Six customers who receive irrigation water through Anderson-Cottonwood Irrigation District aired frustrations about infrequent irrigation schedules and dry pastures at a district board meeting Sept. 10.
"If the water rotations stay at a 14 day interval, I will be forced to cease my operation due to lack of profitable production," ACID customer Bill Gregory said in a letter to the district. "I will then be forced to make some tough decisions that could be detrimental to all of us."
The district considered the letter a threat to sue, as Gregory has sued in the past. In 2008, Gregory received $150,000 from a settlement with ACID's liability insurance company. The insurance company reasoned that fighting the lawsuit would have been more expensive, according to district board president Ron Jones. Gregory filed the lawsuit over damages to cattle operations due to a lack of water.
"If you're going to sustain agriculture, you need to irrigate more often than 14 days," said Gregory, who irrigates 20 acres in the Churn Creek bottom region.
"When I first moved here I got water every 11 to 12 days, now it's no less than 14," said Lee Ellison, who irrigates two acres in Churn Creek bottom region. "If there's a north wind, (my pasture is) dried out by the tenth day."

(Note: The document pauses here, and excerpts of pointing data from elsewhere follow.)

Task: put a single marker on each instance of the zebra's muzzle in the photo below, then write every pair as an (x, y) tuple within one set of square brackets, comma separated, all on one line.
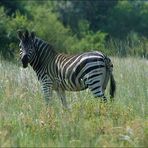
[(24, 60)]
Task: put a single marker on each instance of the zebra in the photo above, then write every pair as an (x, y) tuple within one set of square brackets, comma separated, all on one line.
[(63, 72)]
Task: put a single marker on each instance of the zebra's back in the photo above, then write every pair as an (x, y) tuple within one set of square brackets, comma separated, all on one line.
[(73, 72)]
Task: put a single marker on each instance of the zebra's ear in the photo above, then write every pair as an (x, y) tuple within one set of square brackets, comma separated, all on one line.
[(20, 34), (32, 35)]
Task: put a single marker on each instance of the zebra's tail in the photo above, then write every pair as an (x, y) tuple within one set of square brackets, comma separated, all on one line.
[(112, 85), (109, 66)]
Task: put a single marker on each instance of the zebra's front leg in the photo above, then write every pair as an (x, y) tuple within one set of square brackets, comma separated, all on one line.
[(62, 96)]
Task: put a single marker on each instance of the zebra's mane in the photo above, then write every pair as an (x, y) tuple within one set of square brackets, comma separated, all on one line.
[(40, 44)]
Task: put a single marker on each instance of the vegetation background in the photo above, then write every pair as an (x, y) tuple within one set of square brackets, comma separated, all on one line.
[(119, 28)]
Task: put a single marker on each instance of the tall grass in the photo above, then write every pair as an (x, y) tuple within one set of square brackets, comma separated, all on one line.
[(25, 121)]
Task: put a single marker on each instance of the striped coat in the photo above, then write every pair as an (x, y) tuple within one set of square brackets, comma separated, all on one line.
[(62, 72)]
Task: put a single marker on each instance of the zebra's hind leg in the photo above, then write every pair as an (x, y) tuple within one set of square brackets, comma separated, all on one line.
[(62, 96)]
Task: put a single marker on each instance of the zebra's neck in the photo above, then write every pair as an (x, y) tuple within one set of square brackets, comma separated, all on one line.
[(42, 55)]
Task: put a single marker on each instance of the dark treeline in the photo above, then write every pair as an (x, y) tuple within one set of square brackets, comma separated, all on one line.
[(117, 27)]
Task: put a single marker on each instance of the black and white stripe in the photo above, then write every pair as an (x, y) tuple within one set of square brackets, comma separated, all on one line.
[(62, 72)]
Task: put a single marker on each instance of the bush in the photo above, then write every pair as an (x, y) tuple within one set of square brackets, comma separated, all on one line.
[(91, 41)]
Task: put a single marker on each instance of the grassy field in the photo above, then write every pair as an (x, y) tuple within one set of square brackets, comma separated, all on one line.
[(26, 122)]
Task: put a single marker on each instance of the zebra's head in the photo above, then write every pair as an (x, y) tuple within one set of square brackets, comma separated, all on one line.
[(26, 46)]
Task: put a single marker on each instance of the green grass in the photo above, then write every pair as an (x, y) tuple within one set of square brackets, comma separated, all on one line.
[(26, 122)]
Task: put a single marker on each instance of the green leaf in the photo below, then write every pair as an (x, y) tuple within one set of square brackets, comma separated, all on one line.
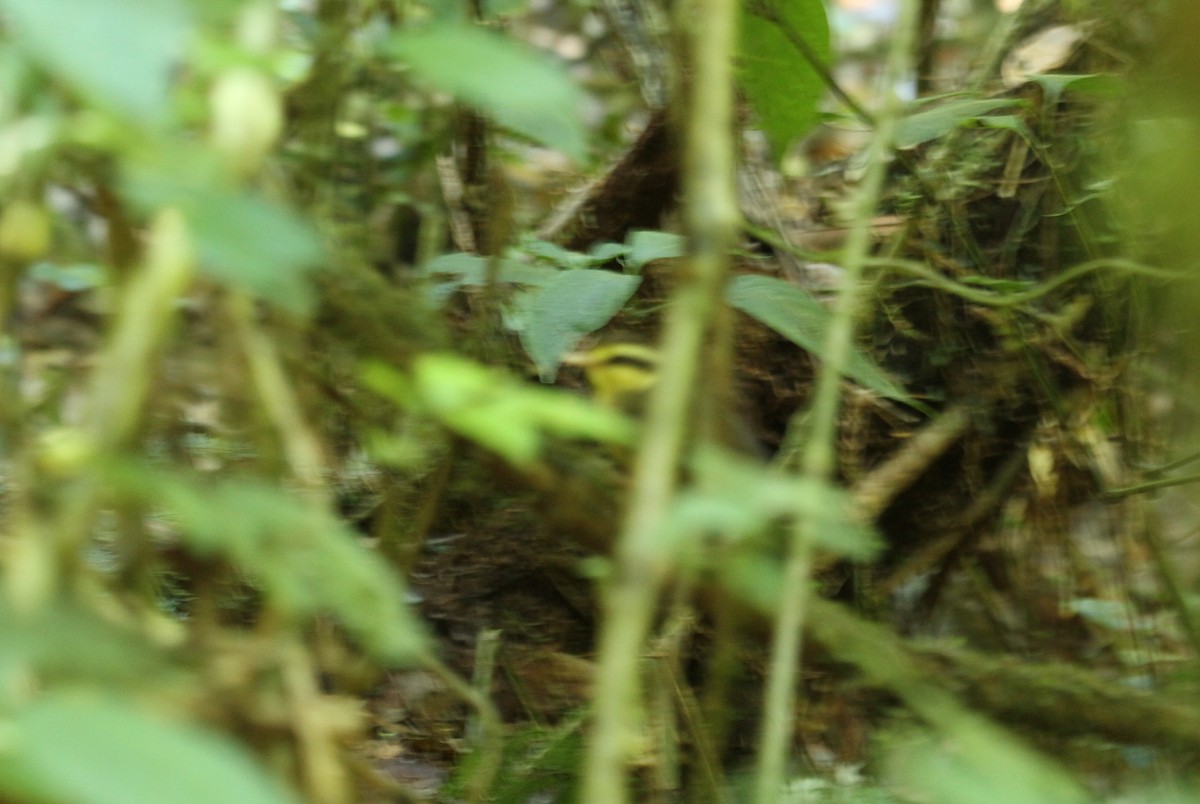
[(801, 318), (781, 85), (456, 270), (738, 498), (75, 277), (646, 246), (520, 88), (940, 120), (91, 750), (496, 411), (120, 53), (970, 760), (567, 309), (67, 645), (243, 239), (306, 562)]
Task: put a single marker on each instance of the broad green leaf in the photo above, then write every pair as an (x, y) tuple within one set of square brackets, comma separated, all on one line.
[(567, 309), (930, 124), (67, 645), (521, 89), (493, 409), (969, 760), (738, 498), (1096, 85), (456, 270), (646, 246), (243, 239), (94, 750), (75, 277), (801, 318), (120, 53), (781, 85), (306, 562)]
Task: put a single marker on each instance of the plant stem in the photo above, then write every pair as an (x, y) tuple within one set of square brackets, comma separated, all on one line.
[(819, 459), (642, 561)]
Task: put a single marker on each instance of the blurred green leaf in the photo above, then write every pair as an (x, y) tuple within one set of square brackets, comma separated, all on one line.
[(120, 53), (73, 277), (737, 498), (797, 316), (453, 271), (306, 562), (520, 88), (243, 239), (779, 82), (646, 246), (90, 750), (493, 409), (567, 309), (930, 124), (972, 761), (71, 645)]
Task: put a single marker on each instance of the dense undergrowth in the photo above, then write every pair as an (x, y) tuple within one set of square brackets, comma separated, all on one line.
[(311, 490)]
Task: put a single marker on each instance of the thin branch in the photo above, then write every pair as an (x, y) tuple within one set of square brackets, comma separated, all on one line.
[(642, 561), (819, 456)]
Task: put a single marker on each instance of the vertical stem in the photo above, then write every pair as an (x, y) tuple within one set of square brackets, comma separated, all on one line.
[(819, 459), (641, 559)]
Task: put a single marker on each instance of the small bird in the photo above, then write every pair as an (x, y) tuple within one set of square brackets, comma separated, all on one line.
[(622, 372)]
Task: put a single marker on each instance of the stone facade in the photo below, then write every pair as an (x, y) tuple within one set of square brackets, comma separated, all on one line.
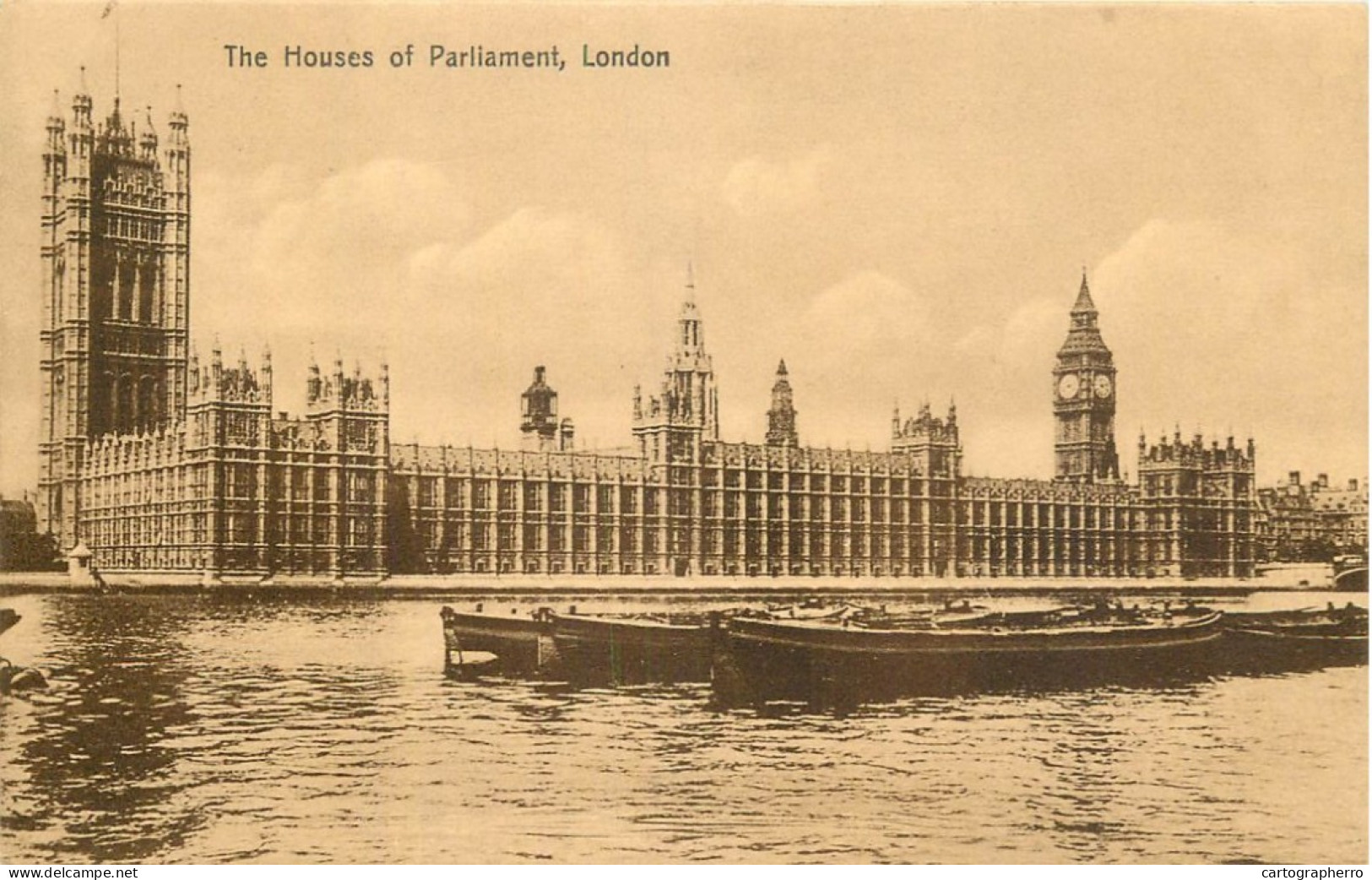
[(160, 463)]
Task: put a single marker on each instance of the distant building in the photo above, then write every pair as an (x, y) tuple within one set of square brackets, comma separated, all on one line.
[(1312, 522), (158, 462)]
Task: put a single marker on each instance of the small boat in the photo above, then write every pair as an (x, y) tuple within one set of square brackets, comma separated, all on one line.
[(1350, 573), (485, 643), (17, 677), (1297, 640), (807, 660), (632, 649)]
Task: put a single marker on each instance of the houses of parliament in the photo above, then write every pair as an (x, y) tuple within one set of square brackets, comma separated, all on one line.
[(155, 460)]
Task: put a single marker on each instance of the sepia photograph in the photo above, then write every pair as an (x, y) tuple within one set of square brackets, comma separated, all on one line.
[(684, 434)]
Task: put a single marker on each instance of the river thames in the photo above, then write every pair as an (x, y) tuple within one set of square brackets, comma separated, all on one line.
[(221, 729)]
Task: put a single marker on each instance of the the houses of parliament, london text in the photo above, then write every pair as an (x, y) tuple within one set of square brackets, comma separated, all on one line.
[(155, 459)]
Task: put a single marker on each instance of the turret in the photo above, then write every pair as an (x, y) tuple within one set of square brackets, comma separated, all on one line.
[(781, 417), (538, 410)]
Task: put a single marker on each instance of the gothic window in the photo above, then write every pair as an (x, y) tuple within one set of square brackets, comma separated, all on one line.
[(146, 296), (125, 291)]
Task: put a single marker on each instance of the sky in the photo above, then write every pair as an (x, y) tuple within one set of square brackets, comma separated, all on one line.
[(896, 199)]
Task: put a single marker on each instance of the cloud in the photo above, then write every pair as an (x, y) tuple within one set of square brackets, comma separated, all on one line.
[(871, 309), (1284, 342), (757, 187), (384, 260)]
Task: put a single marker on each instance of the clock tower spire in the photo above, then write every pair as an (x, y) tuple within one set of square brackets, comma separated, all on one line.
[(1084, 399)]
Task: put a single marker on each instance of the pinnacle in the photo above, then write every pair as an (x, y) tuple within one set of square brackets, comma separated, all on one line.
[(1084, 302)]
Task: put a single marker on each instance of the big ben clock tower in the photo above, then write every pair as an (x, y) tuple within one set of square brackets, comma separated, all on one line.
[(1084, 399)]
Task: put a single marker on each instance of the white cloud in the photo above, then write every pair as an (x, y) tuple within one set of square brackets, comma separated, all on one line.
[(757, 187)]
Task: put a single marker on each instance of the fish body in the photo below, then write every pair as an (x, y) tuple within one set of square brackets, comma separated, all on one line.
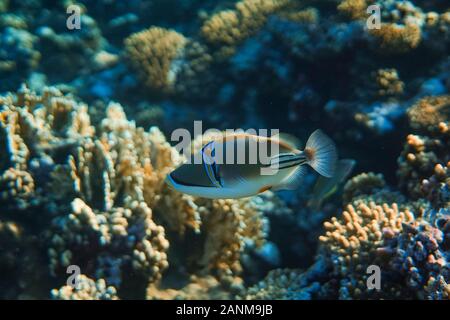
[(234, 167)]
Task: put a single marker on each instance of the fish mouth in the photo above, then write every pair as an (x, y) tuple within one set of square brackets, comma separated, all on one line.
[(168, 180)]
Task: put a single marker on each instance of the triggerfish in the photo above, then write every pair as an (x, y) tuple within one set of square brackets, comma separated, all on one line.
[(237, 179)]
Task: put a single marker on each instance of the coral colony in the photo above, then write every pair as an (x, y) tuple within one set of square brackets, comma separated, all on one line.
[(88, 107)]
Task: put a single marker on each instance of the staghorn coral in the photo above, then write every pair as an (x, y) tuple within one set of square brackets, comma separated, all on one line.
[(228, 28), (396, 39), (168, 62), (152, 53), (32, 126), (419, 254), (362, 184), (428, 113), (354, 9), (389, 83), (351, 244), (424, 160), (110, 211), (197, 288), (87, 289)]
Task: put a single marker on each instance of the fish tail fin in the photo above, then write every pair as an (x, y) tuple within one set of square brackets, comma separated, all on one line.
[(321, 153)]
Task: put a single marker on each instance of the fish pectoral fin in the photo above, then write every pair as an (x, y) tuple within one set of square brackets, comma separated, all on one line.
[(264, 189), (288, 139), (293, 181), (278, 159)]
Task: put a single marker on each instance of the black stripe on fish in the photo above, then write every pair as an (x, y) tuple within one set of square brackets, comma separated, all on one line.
[(286, 163), (187, 184)]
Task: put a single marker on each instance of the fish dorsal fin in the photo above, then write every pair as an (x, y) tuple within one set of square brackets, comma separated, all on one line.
[(210, 165), (293, 181), (208, 153), (289, 139)]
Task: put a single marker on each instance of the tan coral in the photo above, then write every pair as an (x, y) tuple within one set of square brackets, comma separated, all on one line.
[(429, 112), (87, 289), (228, 28), (424, 160), (152, 53), (396, 38), (363, 184), (389, 83), (277, 285), (353, 241), (354, 9)]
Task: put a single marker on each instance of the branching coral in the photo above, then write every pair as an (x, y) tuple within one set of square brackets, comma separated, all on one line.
[(352, 242), (355, 9), (166, 60), (227, 29), (389, 83), (423, 163), (103, 191), (363, 184), (394, 38), (152, 53), (87, 289), (419, 254)]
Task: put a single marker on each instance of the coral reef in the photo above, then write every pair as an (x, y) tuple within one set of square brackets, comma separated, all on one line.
[(102, 189), (85, 112)]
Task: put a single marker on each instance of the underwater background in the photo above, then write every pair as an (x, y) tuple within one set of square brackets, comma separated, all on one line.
[(86, 116)]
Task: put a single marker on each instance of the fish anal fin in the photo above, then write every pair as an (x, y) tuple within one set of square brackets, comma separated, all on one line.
[(265, 188), (293, 181)]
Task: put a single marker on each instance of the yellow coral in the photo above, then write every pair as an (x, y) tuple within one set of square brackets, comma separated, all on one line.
[(229, 28), (355, 9), (389, 83), (395, 38), (428, 113), (354, 238), (87, 289), (152, 53), (362, 184)]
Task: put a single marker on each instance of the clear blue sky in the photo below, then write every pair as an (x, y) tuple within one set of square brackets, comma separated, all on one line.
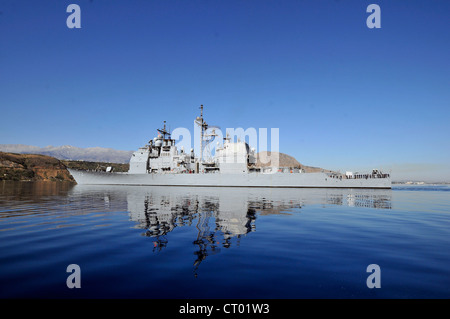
[(344, 96)]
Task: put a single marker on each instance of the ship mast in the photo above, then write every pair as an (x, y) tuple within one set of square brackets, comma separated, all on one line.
[(203, 127)]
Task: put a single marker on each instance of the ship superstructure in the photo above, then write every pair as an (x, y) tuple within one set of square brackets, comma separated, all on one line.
[(160, 162)]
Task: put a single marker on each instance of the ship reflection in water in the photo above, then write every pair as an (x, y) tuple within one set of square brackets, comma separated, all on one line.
[(222, 216)]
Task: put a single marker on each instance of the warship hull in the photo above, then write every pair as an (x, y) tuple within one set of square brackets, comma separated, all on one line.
[(278, 180)]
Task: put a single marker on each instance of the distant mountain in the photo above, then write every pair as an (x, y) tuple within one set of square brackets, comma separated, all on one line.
[(67, 152)]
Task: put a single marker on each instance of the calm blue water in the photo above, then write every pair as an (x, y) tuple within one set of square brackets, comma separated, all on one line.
[(153, 242)]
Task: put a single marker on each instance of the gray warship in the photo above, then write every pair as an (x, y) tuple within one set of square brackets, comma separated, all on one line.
[(234, 164)]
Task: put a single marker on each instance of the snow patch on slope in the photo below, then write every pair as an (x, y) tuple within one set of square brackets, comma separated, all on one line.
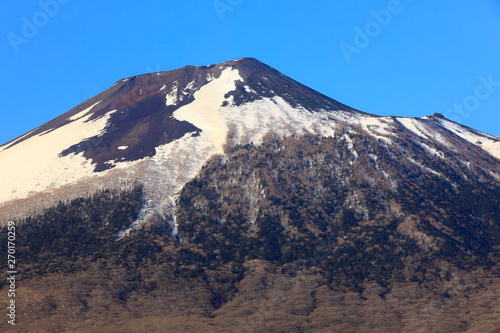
[(204, 111), (487, 142), (34, 165)]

"(These) customers (are) demanding to receive the same water service they had in the old days," District 5 board member Brenda Haynes said. "Although it has been explained to them numerous times, they seem to ignore that fact that ACID now operates under a 40-year contract with the Bureau of Reclamation that differs from the previous 40-year contact (which ended five years ago). This small handful of customers continues to live in the past."
Haynes added that none of the other approximately 800 ACID customers complained about the rotations.
"I have no complaints, period," Milton Jurin said on Friday of irrigating 110 acres of pasture in the Churn Creek bottom region.
Jurin also leases another 45 irrigated acres. While admitting that he deals with weeds too, Jurin reiterated that he has no complaints with the district's 14-day water rotation.
The irrigation district is required by law to provide water on an equal basis to its customers, Jones said, adding that the district cannot deliver more water to some without taking water away from others.
"Some areas are physically impossible to deliver water on less than a 14 day rotation," ACID Director Stan Wangberg said, adding that it was unclear whether there was enough water in reserve for the extra rotation.